King Cat [七俠五義] (1967)

Starring Chang Yi, Kiu Chong, Pat Ting Hung, Lo Lieh, Carrie Ku Mei, Cheng Miu, Fang Mian, Yeung Chi Hing, Goo Man-Chung, Wong Chung-Shun, Ngai Ping-Ngo, Fan Mei-Sheng, Lee Wan Chung, Tung Choi-Bo, Ching Li, Chin Feng, Helen Ma Hoi-Lun

Directed by Hsu Cheng Hung

Expectations: Low. Hsu Cheng Hung has burned me too many times.


King Cat is another of Hsu Cheng Hung’s opera action films and is probably the worst of the ones I’ve seen yet. It’s not that it’s poorly made or acted, it’s just boring.
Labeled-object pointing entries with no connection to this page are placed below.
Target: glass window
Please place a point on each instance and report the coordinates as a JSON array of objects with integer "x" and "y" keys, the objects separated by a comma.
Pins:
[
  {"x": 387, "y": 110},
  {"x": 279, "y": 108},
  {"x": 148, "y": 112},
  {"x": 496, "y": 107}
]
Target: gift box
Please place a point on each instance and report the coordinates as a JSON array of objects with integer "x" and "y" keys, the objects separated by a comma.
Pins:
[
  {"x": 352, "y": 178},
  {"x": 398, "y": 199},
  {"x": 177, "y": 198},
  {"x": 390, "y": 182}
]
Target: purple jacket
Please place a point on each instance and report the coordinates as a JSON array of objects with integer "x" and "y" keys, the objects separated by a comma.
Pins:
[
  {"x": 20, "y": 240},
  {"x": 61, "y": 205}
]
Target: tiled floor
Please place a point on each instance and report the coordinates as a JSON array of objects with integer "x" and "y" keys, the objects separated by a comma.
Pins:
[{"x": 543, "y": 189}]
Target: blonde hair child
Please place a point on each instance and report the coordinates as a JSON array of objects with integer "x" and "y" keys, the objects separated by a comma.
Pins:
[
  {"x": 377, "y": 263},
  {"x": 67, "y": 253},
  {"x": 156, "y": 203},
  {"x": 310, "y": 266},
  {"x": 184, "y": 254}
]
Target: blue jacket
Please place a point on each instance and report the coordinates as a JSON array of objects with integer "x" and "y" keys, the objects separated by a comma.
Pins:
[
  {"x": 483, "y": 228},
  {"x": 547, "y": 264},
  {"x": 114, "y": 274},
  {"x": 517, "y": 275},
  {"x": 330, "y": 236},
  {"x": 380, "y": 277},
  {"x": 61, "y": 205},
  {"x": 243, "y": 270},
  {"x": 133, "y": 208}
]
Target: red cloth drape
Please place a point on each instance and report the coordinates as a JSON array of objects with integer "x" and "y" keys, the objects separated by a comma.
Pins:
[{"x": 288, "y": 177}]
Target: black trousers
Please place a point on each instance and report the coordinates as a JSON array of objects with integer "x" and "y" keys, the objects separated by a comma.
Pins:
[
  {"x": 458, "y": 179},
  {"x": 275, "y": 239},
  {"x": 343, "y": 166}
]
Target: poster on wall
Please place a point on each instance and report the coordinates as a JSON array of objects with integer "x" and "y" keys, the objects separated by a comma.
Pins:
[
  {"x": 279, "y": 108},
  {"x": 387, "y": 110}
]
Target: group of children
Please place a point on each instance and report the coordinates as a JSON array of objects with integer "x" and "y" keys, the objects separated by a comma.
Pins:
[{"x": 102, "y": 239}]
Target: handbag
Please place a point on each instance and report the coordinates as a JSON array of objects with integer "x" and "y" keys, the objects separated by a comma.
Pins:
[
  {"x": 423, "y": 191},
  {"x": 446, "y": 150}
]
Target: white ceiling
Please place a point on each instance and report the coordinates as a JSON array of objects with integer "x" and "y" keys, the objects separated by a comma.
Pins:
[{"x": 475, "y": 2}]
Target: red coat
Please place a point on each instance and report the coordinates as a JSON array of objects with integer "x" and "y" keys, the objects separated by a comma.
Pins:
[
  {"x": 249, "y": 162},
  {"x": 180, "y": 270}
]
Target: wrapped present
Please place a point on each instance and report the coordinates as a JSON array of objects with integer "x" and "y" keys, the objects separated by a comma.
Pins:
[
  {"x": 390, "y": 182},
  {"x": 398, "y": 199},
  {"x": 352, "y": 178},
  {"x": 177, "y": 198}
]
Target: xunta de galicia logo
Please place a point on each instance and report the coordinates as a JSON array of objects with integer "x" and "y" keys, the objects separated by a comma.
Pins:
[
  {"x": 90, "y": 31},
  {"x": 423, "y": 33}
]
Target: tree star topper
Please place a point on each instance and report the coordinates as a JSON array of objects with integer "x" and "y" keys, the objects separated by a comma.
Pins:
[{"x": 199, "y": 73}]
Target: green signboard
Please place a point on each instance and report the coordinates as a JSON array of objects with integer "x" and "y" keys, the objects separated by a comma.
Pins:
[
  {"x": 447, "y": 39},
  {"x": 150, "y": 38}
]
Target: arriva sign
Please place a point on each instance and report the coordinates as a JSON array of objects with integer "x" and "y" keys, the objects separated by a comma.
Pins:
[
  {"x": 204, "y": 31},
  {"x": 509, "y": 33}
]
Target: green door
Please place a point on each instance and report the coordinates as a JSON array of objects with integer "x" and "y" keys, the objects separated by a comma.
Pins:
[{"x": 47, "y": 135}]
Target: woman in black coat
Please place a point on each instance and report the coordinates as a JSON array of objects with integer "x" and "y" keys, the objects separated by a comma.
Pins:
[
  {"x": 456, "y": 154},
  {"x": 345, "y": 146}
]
Mostly filled with scenes of talking officials and their swordsman bodyguards, King Cat should have been the fun assassin vs. assassin tale the script wanted it to be, instead of the slow-moving and tedious film it is. This is the type of movie I would gladly see remade if in the hand’s of a skilled team, because at its heart, it has good potential. You could probably say something similar about most of these really early Shaw Brothers films, but it is especially apparent on King Cat.
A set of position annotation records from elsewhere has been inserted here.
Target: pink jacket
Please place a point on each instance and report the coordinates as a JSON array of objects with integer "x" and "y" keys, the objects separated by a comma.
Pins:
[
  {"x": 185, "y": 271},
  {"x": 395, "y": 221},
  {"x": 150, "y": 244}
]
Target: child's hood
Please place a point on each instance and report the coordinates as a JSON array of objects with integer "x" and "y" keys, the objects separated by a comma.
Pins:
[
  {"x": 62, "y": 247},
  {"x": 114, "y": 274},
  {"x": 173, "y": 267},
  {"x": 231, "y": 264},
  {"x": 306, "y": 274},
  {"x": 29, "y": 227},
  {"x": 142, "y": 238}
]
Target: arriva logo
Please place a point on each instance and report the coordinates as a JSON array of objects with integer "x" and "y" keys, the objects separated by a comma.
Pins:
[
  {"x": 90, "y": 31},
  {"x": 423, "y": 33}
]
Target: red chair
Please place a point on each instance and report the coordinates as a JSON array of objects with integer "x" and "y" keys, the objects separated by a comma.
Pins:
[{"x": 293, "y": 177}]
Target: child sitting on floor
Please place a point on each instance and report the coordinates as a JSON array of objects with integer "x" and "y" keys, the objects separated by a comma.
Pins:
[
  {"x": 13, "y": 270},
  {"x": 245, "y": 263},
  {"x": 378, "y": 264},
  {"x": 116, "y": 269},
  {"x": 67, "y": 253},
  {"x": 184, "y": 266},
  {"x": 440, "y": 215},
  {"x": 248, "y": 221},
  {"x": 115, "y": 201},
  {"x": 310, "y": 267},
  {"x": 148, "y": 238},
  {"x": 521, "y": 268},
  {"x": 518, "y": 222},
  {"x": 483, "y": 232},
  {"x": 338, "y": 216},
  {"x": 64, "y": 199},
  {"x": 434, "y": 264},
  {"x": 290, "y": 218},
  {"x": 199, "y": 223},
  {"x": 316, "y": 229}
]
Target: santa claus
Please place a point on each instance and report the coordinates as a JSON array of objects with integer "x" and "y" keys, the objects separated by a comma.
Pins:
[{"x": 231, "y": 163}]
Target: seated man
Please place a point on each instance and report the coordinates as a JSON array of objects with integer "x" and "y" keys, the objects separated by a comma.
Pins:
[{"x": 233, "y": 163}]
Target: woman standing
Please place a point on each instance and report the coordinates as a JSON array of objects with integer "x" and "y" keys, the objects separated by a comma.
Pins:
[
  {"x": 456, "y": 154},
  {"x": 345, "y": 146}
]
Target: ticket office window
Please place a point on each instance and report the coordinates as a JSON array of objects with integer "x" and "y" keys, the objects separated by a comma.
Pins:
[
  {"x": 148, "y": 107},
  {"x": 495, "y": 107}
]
Chang Yi plays the King Cat, dubbed this by the Emperor after heroically saving the Empress from assassination. The guy deserved the title because in order to save her he caught an arrow mid-flight, leapt across an insane distance to thwart the assassin, and when some evil accomplices pushed the Empress off a balcony, he jumped to the street below to catch her as she fell. And what rescue like that would be complete without sideways wall-walking the saved girl back up to the balcony? King Cat is an understatement of how awesome this guy is. The problem is that after this awesome and daring sequence, the film languishes about as Kiu Chong, the Brocaded Mouse, attempts to sabotage the King Cat’s reputation because he feels threatened by Chang Yi’s new title. Y’see, Chong and his brothers make up the famous Five Mice of Xiankong Island and they don’t like cats poking their noses into their affairs. If nothing else, this film does offer up some great wuxia names!

The last half hour picks up a bit with a good, but much too short fight between Kiu Chong and Chang Yi, culminating in a wonderful set of traps. It wouldn’t be a Hsu Cheng Hung film without a bunch of traps! The final battle continues to feature various fun traps, and more of the extremely floaty wirework on display throughout the film. Each floaty jump is accompanied by a fluttering sound effect, which is fun the first few times, but thirty jumps later, it’s not quite the same. If you’re looking for a fun action movie, look elsewhere. King Cat has its moments, but they are very few and far between.